Council leadership has been working closely with ASCO’s new Clinical Affairs Department, led by Stephen Grubbs, MD, to ensure that the appropriate training and knowledge of the Quality Payment Program are getting out to the community to help practices and ASCO’s Affiliate leaders prepare for the coming payment restructuring.


Has the Council discussed the issue of “white-bagging”?

Yes. White-bagging is an alternative drug-distribution model that occurs when a specialty pharmacy dispenses a specific drug to a specific patient and ships it out to the oncology practice. White-bagging is an important issue for practices. Also, white-bagging is complicated in oncology, because the drug regimens are highly complex and often require dosing adjustments at the time of administration. The State Affiliate Council is participating in a recently formed ASCO working group to determine the best way to address the concerns raised by these types of policies.

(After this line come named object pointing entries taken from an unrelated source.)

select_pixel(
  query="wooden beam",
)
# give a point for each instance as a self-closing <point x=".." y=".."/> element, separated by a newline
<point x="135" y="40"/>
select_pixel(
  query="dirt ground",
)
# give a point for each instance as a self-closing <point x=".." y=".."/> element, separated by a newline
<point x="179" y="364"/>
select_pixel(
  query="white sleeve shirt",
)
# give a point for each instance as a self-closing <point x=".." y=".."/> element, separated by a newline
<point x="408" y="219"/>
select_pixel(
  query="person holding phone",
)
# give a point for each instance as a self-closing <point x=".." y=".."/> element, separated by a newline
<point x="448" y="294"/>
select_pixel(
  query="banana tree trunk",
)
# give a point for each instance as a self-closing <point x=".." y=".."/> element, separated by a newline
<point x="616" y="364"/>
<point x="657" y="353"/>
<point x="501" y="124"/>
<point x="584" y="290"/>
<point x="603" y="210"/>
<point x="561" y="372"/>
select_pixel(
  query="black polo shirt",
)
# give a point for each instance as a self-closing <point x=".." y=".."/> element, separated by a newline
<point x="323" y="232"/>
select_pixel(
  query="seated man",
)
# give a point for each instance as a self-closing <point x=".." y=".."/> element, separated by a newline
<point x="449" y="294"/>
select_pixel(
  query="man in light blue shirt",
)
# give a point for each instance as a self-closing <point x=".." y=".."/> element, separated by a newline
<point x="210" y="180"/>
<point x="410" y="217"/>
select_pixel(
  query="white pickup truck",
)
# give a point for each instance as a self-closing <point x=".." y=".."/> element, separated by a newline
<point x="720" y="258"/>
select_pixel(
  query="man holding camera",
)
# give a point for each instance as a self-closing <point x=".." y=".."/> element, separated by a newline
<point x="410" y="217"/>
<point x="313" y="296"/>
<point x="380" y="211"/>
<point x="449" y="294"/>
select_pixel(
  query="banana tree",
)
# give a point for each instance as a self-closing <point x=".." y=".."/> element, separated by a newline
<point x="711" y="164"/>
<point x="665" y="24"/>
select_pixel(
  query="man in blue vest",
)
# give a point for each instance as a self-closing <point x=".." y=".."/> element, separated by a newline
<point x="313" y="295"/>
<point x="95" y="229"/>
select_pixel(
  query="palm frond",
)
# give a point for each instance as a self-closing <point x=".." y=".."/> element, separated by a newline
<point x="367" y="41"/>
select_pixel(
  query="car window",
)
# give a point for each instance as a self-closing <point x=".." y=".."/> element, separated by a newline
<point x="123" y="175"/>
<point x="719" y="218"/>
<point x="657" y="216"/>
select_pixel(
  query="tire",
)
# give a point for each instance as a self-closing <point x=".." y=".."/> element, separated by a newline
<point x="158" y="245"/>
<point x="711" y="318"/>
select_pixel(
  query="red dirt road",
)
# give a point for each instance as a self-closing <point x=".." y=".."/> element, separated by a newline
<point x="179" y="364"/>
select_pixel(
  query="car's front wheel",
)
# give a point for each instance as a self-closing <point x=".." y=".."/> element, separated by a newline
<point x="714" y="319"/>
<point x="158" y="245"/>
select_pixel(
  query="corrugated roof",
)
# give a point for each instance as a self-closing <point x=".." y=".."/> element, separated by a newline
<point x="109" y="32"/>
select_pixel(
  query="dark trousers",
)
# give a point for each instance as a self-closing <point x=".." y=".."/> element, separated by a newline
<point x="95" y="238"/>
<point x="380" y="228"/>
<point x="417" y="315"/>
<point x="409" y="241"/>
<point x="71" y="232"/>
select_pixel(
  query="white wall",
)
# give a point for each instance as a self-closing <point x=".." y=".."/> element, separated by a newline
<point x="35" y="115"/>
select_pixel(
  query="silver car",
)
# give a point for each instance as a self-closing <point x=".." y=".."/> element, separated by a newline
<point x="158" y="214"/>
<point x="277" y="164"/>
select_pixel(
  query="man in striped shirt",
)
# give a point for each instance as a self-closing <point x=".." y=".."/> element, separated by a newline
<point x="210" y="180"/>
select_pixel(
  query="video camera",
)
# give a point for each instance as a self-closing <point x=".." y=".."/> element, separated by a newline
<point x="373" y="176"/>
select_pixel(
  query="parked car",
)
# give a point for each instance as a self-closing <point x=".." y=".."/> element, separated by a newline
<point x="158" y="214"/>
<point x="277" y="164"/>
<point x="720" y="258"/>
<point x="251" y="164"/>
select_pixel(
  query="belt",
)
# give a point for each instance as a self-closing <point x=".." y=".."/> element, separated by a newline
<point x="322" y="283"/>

New Wave of Payment Reform

From your perspective as an oncologist and the Chair of the State Affiliate Council, what is the biggest challenge facing the oncology community?

That’s a very broad question, so broad, in fact, that you could write a book on it. The oncology environment continues to change, and many of those changes offer challenges to oncologists. The ongoing payment reform movement, 340B drug pricing, and other environmental factors have driven practice consolidation. Consolidation has its benefits, but it has also taken a toll on small community practices, which provide personalized care to patients in the practice’s vicinity. There are far more hospital-based programs than there were 15 years ago. The extra expenses of information technology staff and administration can certainly increase the cost of practicing oncology, which is another reason for the consolidation movement we’ve seen.

That said, this new wave of payment reform does raise the bar for quality care. The documentation involved in these reforms is burdensome, but it also provides us with evidence of what we do in our practice. The landscape of oncology is rapidly changing. And many ASCO initiatives are helping practices take the necessary steps to prepare for the challenges ahead. ■

Disclosure: Dr. Weisberg reported no potential conflicts of interest.